There were various private armies in Ireland at the time. The
unionists had the Ulster Volunteers, who were prepared to fight to make sure that Ireland stayed part of the United Kingdom, and the nationalists had the Irish Volunteers, who were prepared to fight to make sure that Ireland did break away from the United Kingdom. The Citizen Army was another, smaller army,
consisting
mainly of trade unionists, which was preparing for an industrial insurrection. The Citizen Army, led by James Connolly and Countess Constance Markievicz, joined up with the Irish
Volunteers
, and together they planned a Rising for Easter Sunday, 1916.
Eoin (John) MacNeill, who was the commander of the Irish Volunteers, was not too keen on the idea of an armed
insurrection
at that time, but he did in the end agree to the Rising when he heard that the Germans were sending arms to help the Irish. The Germans sent the arms, but they were caught as they came to harbour, and MacNeill decided that the Rising would fail and should be cancelled.
So he put a notice in the paper for Easter Sunday, cancelling the Rising. The other leaders of the Rising decided to go ahead anyway, without MacNeill, and so they did. They held the Rising on Easter Monday, one day late.
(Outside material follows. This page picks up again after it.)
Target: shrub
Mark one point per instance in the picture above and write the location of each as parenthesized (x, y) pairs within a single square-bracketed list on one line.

The Volunteers, led by Patrick Pearse, Thomas Clarke and others, took over the General Post Office in the centre of Dublin and proclaimed the Irish Republic from the front of this building, and flew the Irish tricolour flag.
On the same day that the Rising was happening in Dublin, hundreds of other Irishmen were gassed in northern France, in the war.
The Rising lasted only a week, and in the end the Volunteers surrendered, mainly because they knew they couldn’t win against the mighty British army, and they wanted to prevent more violence and bloodshed. The people mostly thought they were mad, and Dubliners jeered at the Volunteers as they were arrested and marched off through the streets to be deported to prison camps in England for their rebellion.
But shortly after the Rising, the leaders were executed by the British – sixteen of them in the space of a few weeks. The
executions
made the people feel sorry for the rebels, and more people started to support them than had supported them at the time of the Rising.
After the war, Irish women were granted the vote, long before women in Britain. Within a few years of the end of World War I, Ireland had another armed rebellion, known as the War of
Independence
, followed by a civil war. Eventually, Ireland – or at least most of it – won its independence from Britain and is now a republic. A small part of the country, in the northeast, remained part of the United Kingdom. It is known as Northern Ireland.